PORTLAND — 1993 was Maine’s second-safest year on record in terms of highway fatalities, while fire deaths for the year were about average, authorities said.
There were 183 highway fatalities as of Thursday, marking only the third time that the total came in below 200, said Stephen McCausland, spokesman for the Maine Public Safety Department.
Twenty-seven people died in fires, which is about average for Maine, McCausland said.
The number of highway deaths was second only to 166 in 1982, McCausland said. The only other below-200 year was 1989, when there were 191 fatalities. The five-year average is about 220.
The year’s worst highway crash came in October when a tractor-trailer truck ran over a parked carload of teen-agers on the Maine Turnpike in Falmouth, killing four of them and injuring a fifth.
The teens were on their way to a “haunted hayride” when the car driven by Jeff Izer, 17, of Lisbon broke down alongside the turnpike.
State police determined that the truck driver, Robert Hornbarger, 48, of Clearville, Pa., had doctored his travel log and hadn’t had enough sleep before the accident.

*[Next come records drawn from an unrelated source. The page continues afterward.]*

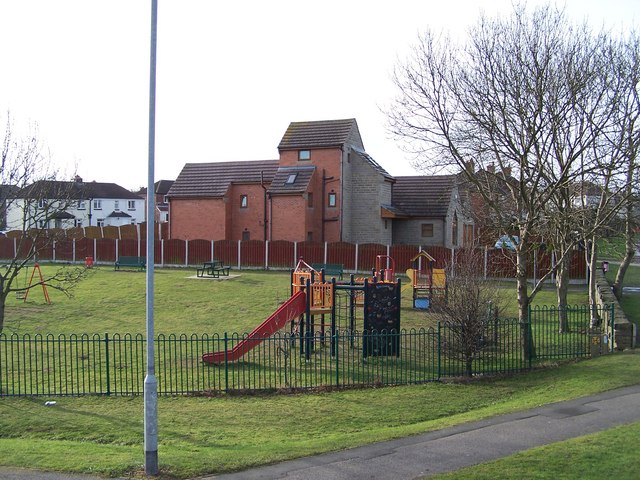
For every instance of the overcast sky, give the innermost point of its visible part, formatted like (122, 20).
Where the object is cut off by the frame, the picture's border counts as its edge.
(231, 75)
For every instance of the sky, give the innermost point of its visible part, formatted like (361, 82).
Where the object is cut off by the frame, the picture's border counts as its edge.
(231, 75)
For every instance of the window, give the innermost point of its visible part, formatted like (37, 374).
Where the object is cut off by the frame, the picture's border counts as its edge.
(427, 229)
(291, 178)
(304, 155)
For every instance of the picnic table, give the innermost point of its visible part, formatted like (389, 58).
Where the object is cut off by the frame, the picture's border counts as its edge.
(213, 269)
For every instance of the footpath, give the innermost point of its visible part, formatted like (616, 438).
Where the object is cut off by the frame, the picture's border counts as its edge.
(440, 451)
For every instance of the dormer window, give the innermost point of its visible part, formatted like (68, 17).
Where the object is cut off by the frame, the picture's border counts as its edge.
(304, 155)
(291, 178)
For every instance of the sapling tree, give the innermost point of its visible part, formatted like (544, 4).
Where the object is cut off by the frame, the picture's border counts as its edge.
(32, 197)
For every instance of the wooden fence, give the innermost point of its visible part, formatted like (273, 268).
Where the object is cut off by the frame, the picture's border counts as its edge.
(278, 254)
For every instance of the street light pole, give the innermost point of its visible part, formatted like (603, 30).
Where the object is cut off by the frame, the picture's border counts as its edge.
(150, 382)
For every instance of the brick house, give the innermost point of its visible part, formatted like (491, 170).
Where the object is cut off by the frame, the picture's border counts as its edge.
(430, 211)
(324, 187)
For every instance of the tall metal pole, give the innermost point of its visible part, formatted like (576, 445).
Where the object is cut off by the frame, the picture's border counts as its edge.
(150, 382)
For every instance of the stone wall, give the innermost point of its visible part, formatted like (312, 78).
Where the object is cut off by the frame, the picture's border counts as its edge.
(625, 330)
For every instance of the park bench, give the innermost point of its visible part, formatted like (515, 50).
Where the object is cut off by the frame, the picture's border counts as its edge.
(330, 269)
(213, 269)
(134, 262)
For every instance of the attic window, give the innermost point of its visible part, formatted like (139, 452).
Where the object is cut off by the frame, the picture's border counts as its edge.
(304, 155)
(291, 178)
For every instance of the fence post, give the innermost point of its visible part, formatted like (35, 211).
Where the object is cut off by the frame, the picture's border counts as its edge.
(355, 265)
(336, 356)
(106, 354)
(295, 254)
(226, 362)
(439, 366)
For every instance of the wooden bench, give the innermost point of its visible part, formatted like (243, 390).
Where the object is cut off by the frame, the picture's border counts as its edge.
(135, 262)
(213, 269)
(330, 269)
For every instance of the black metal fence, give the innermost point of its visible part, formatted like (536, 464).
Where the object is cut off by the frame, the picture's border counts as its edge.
(50, 365)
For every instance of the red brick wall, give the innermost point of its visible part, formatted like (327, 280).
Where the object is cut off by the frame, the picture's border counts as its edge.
(327, 161)
(198, 218)
(250, 218)
(288, 218)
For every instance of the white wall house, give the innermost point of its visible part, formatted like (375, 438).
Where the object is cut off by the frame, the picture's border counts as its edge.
(49, 204)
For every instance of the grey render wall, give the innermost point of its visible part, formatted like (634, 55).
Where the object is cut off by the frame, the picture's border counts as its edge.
(409, 232)
(368, 190)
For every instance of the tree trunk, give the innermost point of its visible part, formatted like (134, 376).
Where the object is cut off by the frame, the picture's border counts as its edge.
(562, 289)
(630, 251)
(523, 302)
(593, 293)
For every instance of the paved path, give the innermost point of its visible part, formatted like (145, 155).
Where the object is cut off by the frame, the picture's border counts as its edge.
(439, 451)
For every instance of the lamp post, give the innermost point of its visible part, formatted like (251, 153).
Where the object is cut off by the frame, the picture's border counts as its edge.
(150, 382)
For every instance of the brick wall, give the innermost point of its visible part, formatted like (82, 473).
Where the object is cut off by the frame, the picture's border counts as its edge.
(409, 232)
(288, 218)
(198, 218)
(249, 219)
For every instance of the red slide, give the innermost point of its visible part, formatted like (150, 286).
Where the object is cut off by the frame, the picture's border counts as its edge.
(289, 310)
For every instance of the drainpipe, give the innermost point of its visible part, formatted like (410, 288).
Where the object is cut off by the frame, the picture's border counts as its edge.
(264, 213)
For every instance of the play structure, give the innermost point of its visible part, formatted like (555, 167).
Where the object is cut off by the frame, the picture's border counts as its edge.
(317, 307)
(429, 284)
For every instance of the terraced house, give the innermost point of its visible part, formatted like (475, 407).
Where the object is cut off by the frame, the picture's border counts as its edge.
(324, 187)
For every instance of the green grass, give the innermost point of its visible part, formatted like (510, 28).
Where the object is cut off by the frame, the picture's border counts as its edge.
(608, 454)
(199, 435)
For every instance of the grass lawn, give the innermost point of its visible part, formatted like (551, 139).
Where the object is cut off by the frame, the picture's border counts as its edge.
(200, 435)
(115, 302)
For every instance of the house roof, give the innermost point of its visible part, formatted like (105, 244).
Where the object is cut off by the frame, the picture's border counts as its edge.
(321, 134)
(422, 196)
(163, 186)
(213, 179)
(52, 189)
(291, 180)
(115, 214)
(369, 159)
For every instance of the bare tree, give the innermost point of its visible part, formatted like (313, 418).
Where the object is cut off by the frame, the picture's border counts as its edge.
(29, 187)
(516, 109)
(628, 144)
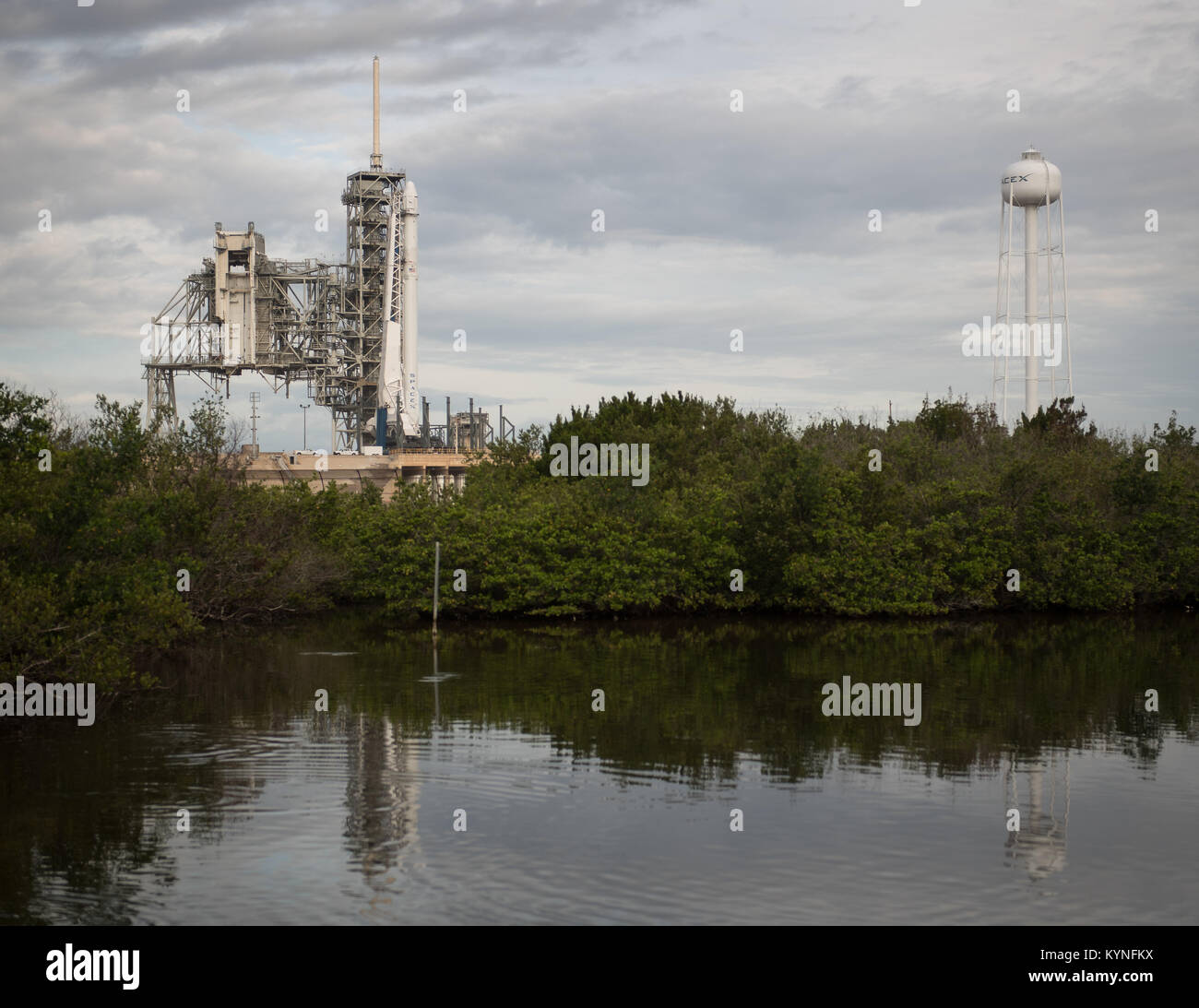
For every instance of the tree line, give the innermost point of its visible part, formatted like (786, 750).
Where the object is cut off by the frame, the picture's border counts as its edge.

The 27 fatal fires compared with a 10-year average of 32, McCausland said. The all-time low was 14 in 1991, while the worst year was 1967 when 70 fire deaths were recorded, the spokesman said.

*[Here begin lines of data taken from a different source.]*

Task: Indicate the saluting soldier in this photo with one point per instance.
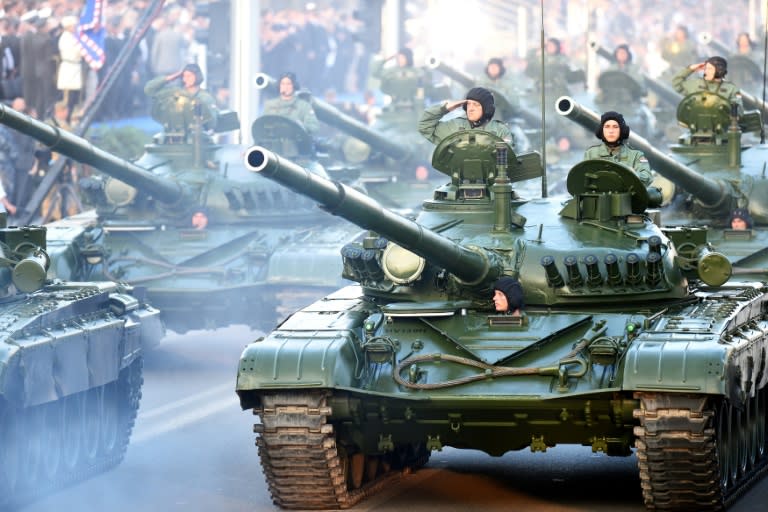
(613, 131)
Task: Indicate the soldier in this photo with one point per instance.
(289, 105)
(713, 80)
(479, 107)
(613, 131)
(174, 106)
(508, 296)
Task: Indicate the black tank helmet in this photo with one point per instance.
(499, 63)
(743, 214)
(485, 98)
(613, 116)
(720, 64)
(195, 70)
(292, 77)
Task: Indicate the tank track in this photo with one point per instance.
(696, 452)
(304, 464)
(38, 466)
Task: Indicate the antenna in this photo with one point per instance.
(765, 64)
(544, 185)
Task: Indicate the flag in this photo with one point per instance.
(91, 33)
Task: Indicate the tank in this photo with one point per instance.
(627, 342)
(705, 181)
(70, 370)
(260, 254)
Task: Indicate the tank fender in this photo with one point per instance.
(69, 358)
(677, 362)
(317, 359)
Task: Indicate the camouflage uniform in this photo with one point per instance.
(686, 86)
(435, 130)
(622, 154)
(295, 108)
(172, 105)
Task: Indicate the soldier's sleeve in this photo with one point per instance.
(430, 120)
(678, 81)
(309, 119)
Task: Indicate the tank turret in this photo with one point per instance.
(191, 224)
(709, 180)
(602, 332)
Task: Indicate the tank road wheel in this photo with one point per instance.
(371, 467)
(356, 470)
(304, 465)
(741, 421)
(726, 446)
(761, 414)
(678, 451)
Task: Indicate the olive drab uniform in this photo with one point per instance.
(686, 86)
(295, 108)
(435, 130)
(622, 154)
(175, 108)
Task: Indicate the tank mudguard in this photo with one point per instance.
(704, 353)
(322, 359)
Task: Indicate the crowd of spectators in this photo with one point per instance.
(42, 71)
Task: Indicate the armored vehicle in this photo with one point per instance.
(709, 174)
(264, 250)
(70, 369)
(627, 339)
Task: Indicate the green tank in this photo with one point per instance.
(393, 169)
(263, 252)
(70, 369)
(627, 341)
(708, 174)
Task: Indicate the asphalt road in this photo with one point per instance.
(193, 451)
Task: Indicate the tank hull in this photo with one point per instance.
(528, 392)
(70, 384)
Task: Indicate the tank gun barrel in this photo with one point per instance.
(81, 150)
(469, 266)
(707, 191)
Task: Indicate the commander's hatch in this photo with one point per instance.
(604, 190)
(469, 158)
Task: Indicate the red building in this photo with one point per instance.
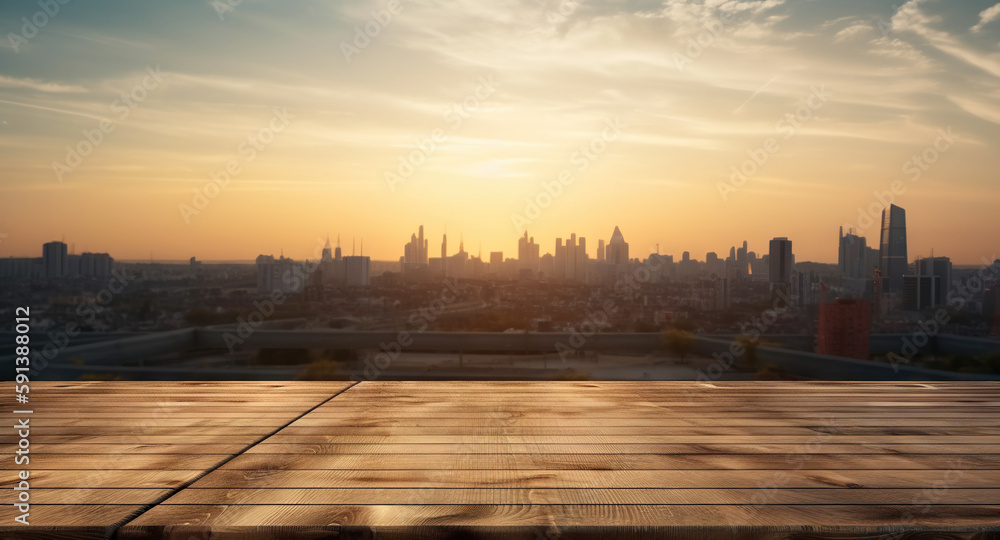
(845, 328)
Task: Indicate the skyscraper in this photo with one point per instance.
(845, 328)
(855, 259)
(893, 249)
(780, 261)
(55, 261)
(616, 251)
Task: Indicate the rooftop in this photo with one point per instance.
(508, 460)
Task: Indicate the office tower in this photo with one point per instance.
(879, 307)
(845, 328)
(456, 264)
(616, 251)
(559, 262)
(98, 265)
(327, 252)
(422, 254)
(855, 259)
(723, 294)
(279, 275)
(357, 271)
(892, 249)
(919, 292)
(527, 254)
(939, 267)
(55, 261)
(991, 308)
(496, 263)
(780, 261)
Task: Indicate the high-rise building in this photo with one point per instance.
(780, 261)
(892, 249)
(919, 292)
(496, 263)
(528, 254)
(845, 328)
(616, 252)
(939, 267)
(279, 275)
(357, 271)
(55, 261)
(854, 258)
(327, 252)
(991, 308)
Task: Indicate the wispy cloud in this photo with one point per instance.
(41, 86)
(987, 16)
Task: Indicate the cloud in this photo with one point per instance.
(987, 16)
(33, 84)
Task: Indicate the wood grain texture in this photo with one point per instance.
(103, 452)
(519, 460)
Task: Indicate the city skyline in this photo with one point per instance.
(682, 123)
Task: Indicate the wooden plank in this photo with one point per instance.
(463, 461)
(78, 461)
(85, 496)
(98, 478)
(58, 521)
(803, 518)
(523, 496)
(501, 437)
(502, 448)
(801, 478)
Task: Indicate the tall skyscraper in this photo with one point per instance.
(854, 258)
(845, 328)
(892, 249)
(939, 267)
(55, 261)
(327, 252)
(527, 253)
(616, 251)
(780, 261)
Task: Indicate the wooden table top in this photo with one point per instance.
(524, 460)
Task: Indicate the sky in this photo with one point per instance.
(118, 121)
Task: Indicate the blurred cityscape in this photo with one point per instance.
(766, 298)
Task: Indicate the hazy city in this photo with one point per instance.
(532, 269)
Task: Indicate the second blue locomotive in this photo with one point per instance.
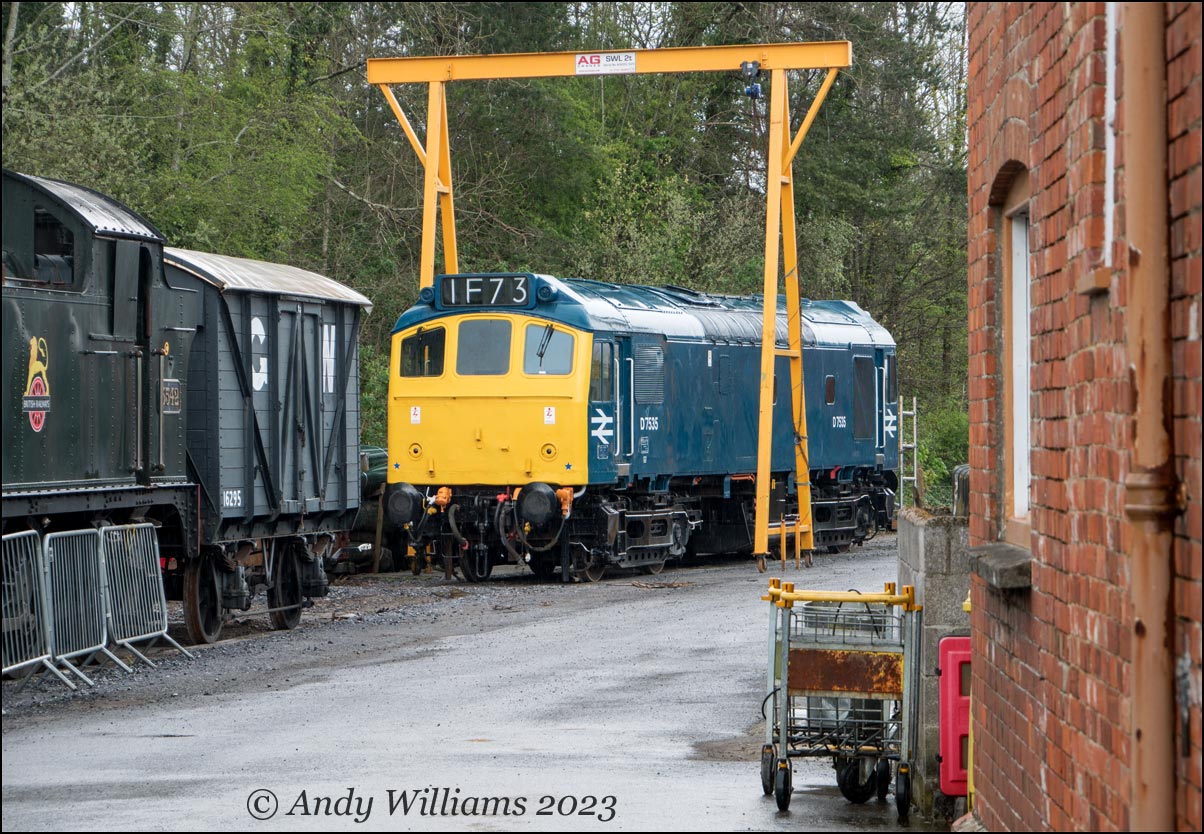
(589, 425)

The leading cause of fatal fires this year was smoking, said state Fire Marshal Dennis Lundstedt. Other leading causes were misuse of heating appliances and fuels, and carelessness in general.

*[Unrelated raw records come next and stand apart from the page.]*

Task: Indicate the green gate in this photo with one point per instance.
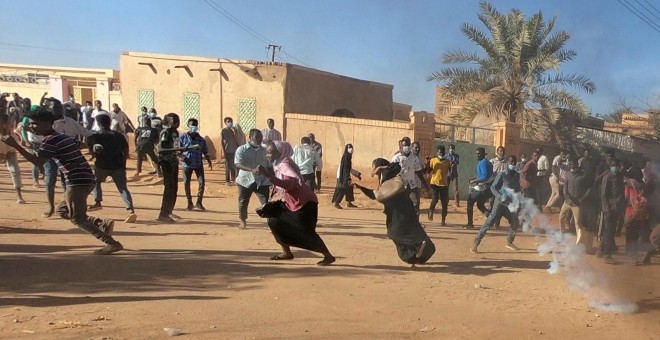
(145, 98)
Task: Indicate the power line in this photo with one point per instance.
(56, 49)
(247, 28)
(648, 10)
(649, 22)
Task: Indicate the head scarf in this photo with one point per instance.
(284, 165)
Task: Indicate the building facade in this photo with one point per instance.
(250, 92)
(32, 81)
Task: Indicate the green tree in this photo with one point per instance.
(518, 78)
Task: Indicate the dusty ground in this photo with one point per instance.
(214, 281)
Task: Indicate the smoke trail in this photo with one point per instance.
(568, 257)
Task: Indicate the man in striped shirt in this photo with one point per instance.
(77, 173)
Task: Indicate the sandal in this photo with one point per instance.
(280, 258)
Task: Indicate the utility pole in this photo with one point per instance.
(273, 47)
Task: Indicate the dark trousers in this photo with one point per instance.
(170, 171)
(74, 208)
(441, 192)
(340, 192)
(498, 211)
(244, 195)
(230, 168)
(309, 180)
(187, 177)
(478, 197)
(318, 178)
(610, 221)
(141, 153)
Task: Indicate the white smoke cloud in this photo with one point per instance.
(568, 258)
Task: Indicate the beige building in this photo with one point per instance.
(633, 124)
(31, 81)
(250, 92)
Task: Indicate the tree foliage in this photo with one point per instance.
(516, 74)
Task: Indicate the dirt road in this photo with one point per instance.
(211, 280)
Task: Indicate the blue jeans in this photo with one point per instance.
(187, 177)
(119, 177)
(499, 210)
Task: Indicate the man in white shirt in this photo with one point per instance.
(305, 158)
(270, 134)
(98, 111)
(411, 170)
(559, 168)
(543, 171)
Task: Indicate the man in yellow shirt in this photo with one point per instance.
(440, 167)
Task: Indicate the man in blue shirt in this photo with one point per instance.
(479, 186)
(505, 188)
(250, 180)
(192, 162)
(454, 160)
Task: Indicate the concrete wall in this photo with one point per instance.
(220, 84)
(370, 138)
(321, 93)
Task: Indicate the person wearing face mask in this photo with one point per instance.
(479, 187)
(440, 166)
(232, 137)
(505, 188)
(110, 151)
(455, 160)
(344, 181)
(192, 162)
(576, 190)
(169, 146)
(156, 122)
(250, 179)
(612, 198)
(528, 177)
(296, 225)
(7, 126)
(411, 171)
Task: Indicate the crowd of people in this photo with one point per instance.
(595, 198)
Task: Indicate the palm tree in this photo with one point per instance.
(518, 79)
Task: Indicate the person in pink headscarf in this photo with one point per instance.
(296, 225)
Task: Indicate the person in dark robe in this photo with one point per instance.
(412, 243)
(344, 187)
(295, 225)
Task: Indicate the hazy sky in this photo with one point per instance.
(398, 42)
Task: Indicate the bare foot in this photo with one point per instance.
(328, 259)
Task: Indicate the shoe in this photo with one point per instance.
(166, 219)
(107, 226)
(328, 259)
(420, 250)
(131, 218)
(474, 247)
(109, 249)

The only arson fatality involved a 10-year-old girl who was charged with manslaughter for allegedly starting a fire on Aug. 13. A 2-year-old boy died of injuries sustained in that fire.
Other fires claimed three lives each in Augusta and New Sweden.
The fire that killed a mother and her two children in Augusta was linked to a burner on the stove, and the fire that killed a mother and two of her daughters in New Sweden was attributed to an electrical problem.
The number of fires decreased substantially in the 1980s with an increase in smoke detectors, stricter building codes and fire prevention programs, the state fire marshal said.
Lundstedt said he has pushed to make apartments safer by requiring smoke detectors to be wired into the electrical systems by Jan. 1, 1995, so tenants won’t be caught with dead batteries.
As for highway deaths, the percentage related to alcohol was expected to be between 35 percent and 38 percent, a major decrease from 60 percent in 1980 and 1981, McCausland said.
Police aren’t sure whether a motorist who tried to evade police in East Eddington was legally drunk in a September crash that killed three people and injured five others.
The Camaro that was being chased by state troopers collided with an oncoming vehicle carrying a Bangor neurosurgeon, Dr. John Duckworth III, his girlfriend and his three daughters.
The doctor and the occupants of the Camaro were killed in the crash. Both occupants of the Camaro had alcohol in their bloodstreams, although only one of them was legally drunk.
The state has maintained detailed records of fire deaths since 1950 and of highway deaths since 1944.